By Tommy Nelson
If I was the devil, I'd tel you what I'd do. I would try to deceive you and get you into error. I would get you off base. And if you still stayed true, I would try to disqualify you. I would get you immoral, I would get you where no one would believe what came out of your mouth. I would make you a tabloid, where nobody would believe you. I would remove your confidence until you were afraid to speak because your life was a shamble. I would get you into sin. I would prowl like a roaring lion to devour you morally.
And if I couldn't do that, I would try to make you successful. And I would distract you if I couldn't disqualify you. I would get you busy. I would get you so distracted to the gospel that no longer would your prayers be about holiness and souls. They would only be about the bottom line in your business. I would get you materialistic, and no longer concerned about the spiritual nature of life. If I couldn't do that, I would divide you. If I couldn't divide you, I've almost lost you. You know what I'd do then? I'd discourage you. And then if I couldn't discourage you, I'd try death. I would try my best to kill you. That's what I would do to take you out.
I read this little gem a few weeks ago in a book called Anything: The Prayer That Unlocked My God and My Soul by Jennie Allen. (An incredibly awesome book that I recommend everyone read right now)
I thought about this passage for a while and related it to all those pastors who fall into adultery or embezzlement or self importance. But I didn't really connect it so much to myself. Until today when I was ruminating on the fact that I have had two freak hospital stays in the past 4 months. Seriously. Who does that??? It just doesn't make sense.
Because:
1. I am the healthiest I have ever been. I have lost 40 pounds. I am eating way better than I ever have in my entire life. I haven't had a "normal" sickness in over a year--not a sniff, not a sniffle.

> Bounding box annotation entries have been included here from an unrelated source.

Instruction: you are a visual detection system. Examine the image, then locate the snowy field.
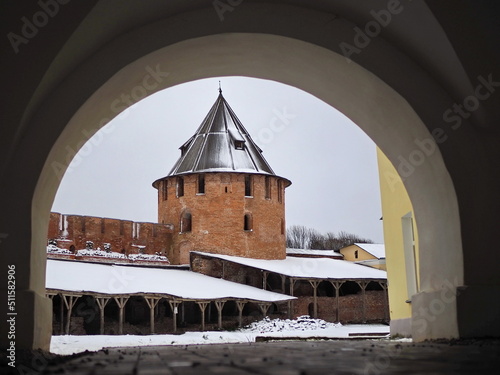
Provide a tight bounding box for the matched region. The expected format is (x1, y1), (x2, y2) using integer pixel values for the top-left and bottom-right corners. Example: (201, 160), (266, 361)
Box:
(50, 316), (389, 354)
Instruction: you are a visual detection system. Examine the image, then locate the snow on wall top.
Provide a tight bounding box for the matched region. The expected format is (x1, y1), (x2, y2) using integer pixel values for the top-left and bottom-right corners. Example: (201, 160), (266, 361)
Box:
(286, 248), (343, 257)
(195, 251), (387, 280)
(354, 243), (385, 259)
(45, 259), (295, 302)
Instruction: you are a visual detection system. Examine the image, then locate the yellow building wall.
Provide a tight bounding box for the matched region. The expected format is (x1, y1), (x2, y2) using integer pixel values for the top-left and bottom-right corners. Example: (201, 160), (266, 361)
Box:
(377, 148), (419, 326)
(339, 245), (376, 262)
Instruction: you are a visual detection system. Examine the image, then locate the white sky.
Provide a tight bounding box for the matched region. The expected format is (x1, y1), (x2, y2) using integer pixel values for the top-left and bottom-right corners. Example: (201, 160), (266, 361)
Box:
(52, 77), (383, 242)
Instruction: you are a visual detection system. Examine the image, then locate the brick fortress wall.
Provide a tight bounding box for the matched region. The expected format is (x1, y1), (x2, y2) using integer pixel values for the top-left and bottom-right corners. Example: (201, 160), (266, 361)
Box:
(157, 173), (286, 264)
(191, 253), (389, 324)
(47, 212), (172, 257)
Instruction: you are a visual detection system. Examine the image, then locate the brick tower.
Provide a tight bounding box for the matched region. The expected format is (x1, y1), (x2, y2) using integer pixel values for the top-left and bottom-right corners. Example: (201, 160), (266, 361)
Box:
(153, 89), (291, 264)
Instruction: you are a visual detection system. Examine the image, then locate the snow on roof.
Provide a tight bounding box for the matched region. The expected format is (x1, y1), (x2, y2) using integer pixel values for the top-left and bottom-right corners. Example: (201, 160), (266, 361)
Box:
(194, 251), (387, 280)
(354, 243), (385, 259)
(45, 259), (295, 302)
(286, 249), (343, 257)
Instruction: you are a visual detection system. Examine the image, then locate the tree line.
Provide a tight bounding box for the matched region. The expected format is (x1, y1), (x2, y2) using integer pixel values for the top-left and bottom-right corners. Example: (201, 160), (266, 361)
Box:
(286, 225), (373, 251)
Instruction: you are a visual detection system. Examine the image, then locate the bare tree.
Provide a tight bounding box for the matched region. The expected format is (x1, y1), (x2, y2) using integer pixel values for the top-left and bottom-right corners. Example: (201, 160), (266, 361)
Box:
(286, 225), (372, 250)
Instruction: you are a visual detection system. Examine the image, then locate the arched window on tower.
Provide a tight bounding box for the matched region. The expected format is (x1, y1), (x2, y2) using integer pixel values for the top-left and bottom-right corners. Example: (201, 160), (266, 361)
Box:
(161, 180), (168, 201)
(243, 214), (253, 231)
(198, 174), (205, 194)
(264, 176), (271, 199)
(177, 177), (184, 197)
(245, 174), (252, 197)
(181, 211), (193, 233)
(278, 180), (283, 203)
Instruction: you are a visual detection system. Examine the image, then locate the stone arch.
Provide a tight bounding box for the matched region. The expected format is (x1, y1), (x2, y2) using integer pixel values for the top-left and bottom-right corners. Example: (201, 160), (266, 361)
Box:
(4, 4), (488, 347)
(30, 34), (463, 344)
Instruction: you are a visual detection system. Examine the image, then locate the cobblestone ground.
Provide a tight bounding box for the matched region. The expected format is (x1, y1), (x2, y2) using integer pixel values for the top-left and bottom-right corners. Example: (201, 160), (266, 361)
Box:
(4, 340), (500, 375)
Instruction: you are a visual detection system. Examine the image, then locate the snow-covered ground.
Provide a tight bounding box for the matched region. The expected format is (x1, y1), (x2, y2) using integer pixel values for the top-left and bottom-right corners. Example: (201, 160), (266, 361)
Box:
(50, 316), (389, 354)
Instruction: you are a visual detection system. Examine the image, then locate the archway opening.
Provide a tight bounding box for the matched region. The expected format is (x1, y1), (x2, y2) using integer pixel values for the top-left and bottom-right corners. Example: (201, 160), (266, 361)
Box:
(33, 35), (462, 352)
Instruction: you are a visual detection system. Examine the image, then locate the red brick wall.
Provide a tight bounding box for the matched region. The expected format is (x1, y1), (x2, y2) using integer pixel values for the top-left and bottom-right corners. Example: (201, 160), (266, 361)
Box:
(47, 212), (172, 257)
(157, 173), (286, 264)
(293, 290), (389, 324)
(191, 253), (389, 323)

2. I have never been hospitalized outside of pregnancy and a brush with the flu when I was 2.
3. I am not a baby when it comes to pain. I went through 2 c-sections, 1 normal delivery, and an appendectomy and only ever required tylenol for post pain. Narcotics? No thank you. Pass the tylenol.
So why have I been hospitalized twice this winter? (Technically it was in the late fall and early spring, but with this winter??? It's all just winter to me.)

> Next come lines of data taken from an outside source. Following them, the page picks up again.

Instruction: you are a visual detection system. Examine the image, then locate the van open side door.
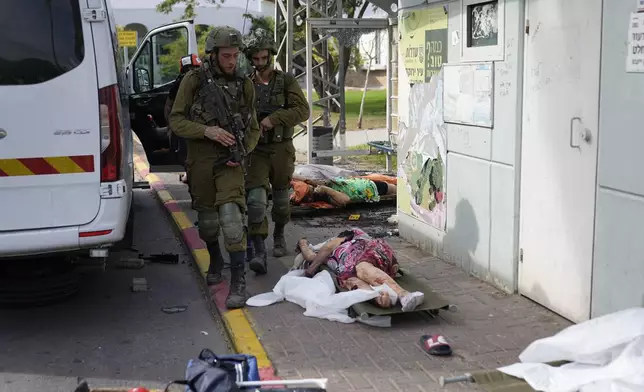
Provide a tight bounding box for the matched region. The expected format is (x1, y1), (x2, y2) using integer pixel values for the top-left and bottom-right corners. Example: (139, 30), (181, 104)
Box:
(127, 20), (198, 172)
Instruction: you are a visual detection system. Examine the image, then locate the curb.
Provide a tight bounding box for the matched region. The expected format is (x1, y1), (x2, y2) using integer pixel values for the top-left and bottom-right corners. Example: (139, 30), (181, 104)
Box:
(134, 144), (280, 381)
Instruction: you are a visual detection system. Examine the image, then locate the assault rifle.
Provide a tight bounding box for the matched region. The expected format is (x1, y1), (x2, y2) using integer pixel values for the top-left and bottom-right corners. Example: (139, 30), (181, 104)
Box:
(257, 105), (284, 141)
(202, 61), (247, 175)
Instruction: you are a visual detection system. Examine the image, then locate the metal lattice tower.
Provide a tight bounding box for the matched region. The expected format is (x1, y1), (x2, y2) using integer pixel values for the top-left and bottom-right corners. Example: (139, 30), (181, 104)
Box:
(275, 0), (397, 170)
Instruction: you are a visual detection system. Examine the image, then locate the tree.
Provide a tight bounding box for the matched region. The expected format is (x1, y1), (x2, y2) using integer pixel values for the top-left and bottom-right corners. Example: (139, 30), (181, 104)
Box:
(157, 0), (369, 111)
(357, 31), (380, 129)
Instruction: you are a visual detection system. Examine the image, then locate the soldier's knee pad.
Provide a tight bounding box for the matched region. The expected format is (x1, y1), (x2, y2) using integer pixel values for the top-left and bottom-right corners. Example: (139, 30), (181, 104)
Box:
(219, 203), (244, 245)
(246, 187), (268, 223)
(197, 211), (219, 242)
(273, 189), (291, 214)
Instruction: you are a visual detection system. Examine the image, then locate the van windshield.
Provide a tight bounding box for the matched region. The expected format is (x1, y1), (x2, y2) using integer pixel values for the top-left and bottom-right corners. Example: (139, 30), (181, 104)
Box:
(0, 0), (85, 86)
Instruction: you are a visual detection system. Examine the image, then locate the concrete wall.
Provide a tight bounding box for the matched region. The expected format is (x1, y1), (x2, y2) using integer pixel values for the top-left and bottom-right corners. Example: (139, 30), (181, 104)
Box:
(592, 0), (644, 317)
(398, 0), (524, 292)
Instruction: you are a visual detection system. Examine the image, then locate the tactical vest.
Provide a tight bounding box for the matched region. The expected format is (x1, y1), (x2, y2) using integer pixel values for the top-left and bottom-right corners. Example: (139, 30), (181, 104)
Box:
(189, 68), (250, 133)
(251, 70), (295, 144)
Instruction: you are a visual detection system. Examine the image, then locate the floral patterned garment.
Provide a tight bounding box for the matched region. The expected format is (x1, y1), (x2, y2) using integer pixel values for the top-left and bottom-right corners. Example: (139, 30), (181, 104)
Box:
(327, 228), (398, 284)
(327, 177), (380, 203)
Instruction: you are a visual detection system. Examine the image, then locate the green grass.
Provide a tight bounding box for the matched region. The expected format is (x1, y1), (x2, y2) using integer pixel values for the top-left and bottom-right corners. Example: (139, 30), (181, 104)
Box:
(305, 90), (387, 130)
(349, 144), (398, 172)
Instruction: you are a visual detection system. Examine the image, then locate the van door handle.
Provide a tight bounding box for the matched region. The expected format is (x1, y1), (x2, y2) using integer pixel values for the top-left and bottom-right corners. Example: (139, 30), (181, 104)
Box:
(570, 117), (592, 148)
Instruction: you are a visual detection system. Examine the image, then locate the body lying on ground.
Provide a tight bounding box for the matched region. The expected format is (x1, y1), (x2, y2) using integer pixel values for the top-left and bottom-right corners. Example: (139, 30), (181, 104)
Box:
(296, 228), (425, 312)
(291, 174), (397, 208)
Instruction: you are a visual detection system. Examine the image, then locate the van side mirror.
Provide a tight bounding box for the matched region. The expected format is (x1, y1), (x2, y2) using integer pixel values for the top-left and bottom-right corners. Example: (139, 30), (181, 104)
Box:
(136, 68), (152, 92)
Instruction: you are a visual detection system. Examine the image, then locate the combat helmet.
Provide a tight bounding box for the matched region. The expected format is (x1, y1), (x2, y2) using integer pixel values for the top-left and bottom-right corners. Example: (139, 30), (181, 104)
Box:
(205, 26), (242, 53)
(242, 29), (277, 60)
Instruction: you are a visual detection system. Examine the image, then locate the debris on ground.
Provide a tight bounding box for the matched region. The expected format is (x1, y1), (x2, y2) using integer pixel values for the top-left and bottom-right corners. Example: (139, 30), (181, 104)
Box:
(419, 335), (452, 356)
(132, 278), (148, 293)
(114, 259), (145, 269)
(161, 305), (188, 314)
(139, 253), (179, 264)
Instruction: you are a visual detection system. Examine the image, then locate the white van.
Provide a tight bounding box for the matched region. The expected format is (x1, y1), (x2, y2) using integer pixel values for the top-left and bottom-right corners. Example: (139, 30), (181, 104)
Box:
(0, 0), (197, 258)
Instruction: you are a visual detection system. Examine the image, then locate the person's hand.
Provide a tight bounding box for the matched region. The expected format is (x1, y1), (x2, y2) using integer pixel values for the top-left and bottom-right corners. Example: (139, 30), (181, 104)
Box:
(304, 267), (315, 278)
(376, 291), (391, 309)
(204, 127), (235, 147)
(259, 117), (273, 132)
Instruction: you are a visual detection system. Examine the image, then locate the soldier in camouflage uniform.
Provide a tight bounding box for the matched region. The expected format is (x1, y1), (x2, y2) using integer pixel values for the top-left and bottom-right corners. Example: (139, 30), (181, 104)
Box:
(170, 27), (260, 308)
(243, 29), (310, 275)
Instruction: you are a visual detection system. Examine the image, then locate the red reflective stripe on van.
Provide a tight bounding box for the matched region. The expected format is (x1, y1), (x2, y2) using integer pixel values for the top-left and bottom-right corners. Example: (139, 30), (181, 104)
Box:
(0, 155), (95, 177)
(20, 158), (58, 174)
(69, 155), (94, 172)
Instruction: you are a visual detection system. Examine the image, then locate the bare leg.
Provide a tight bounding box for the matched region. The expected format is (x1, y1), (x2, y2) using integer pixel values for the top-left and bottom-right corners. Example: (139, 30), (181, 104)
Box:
(356, 261), (409, 297)
(356, 262), (425, 312)
(300, 237), (344, 277)
(343, 278), (395, 309)
(297, 238), (316, 261)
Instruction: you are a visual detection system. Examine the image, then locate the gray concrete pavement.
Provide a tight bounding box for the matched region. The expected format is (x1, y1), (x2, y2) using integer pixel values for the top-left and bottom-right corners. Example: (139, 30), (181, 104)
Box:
(293, 128), (389, 153)
(156, 174), (570, 392)
(0, 190), (230, 392)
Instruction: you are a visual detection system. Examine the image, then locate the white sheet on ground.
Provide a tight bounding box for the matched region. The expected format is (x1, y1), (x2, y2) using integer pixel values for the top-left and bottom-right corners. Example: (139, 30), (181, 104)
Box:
(293, 163), (358, 180)
(498, 308), (644, 392)
(246, 270), (391, 327)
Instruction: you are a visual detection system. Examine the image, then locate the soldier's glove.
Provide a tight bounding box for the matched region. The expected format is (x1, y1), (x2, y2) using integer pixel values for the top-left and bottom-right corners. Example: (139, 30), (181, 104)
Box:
(204, 127), (236, 147)
(259, 117), (273, 132)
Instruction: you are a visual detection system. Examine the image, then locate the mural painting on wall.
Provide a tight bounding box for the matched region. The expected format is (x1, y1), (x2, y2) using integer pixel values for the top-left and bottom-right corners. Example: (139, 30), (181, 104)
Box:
(397, 70), (447, 231)
(400, 6), (448, 84)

And then this passage came back to me. I had to look it up. To see the list of ways the devil attacks. To see where I am on the list. (Mostly, am I near the end yet???)
Living in error? Check. I had a lot of crazy ideas in my younger years about parenting and marriage and life in general that got me off track.
Immoral disqualifying? Check. While I didn't go off the deep end, I didn't exactly have the best track record in college. For a long time afterwards, I definitely lived with the shame of past decisions and the consequences to my reputation.
Successful distraction? Check. I let consumerism and a full time job distract me just fine. My life was consumed with my work and buying things. That took a while to overcome.
Divide you? Check, check. Major marital problems that came close to dividing us. Major issues over decisions made in our prayer group that led to us pulling away for a while.
Discouragement? Check. I would say hitting my lowest low ever and having a panic attack would qualify here.
Death? Check, check. And check, check, check, check. Geesh! There was the 2 hospitalizations. Preeclampsia with David. Falling over a waterfall when I was a preteen. Nearly falling over a cliff in the Badlands when I was in high school. And the brush with the flu that led to dehydration so severe that it nearly killed me when I was 2.
When you add it all up, a gal has to wonder, just what are God's plans for me that make me such a threat??? Why is the devil trying to off me? Other than the obvious--because I love Jesus. Obviously I am not done here. I may be 35 and sometimes feel like I'm not doing much or accomplishing anything for the Lord, but the Lord isn't done with me yet. He still has big plans for me that are scary to the devil.
It makes me feel all tingly inside just thinking about it. Woohoo!! Bring it on, God!!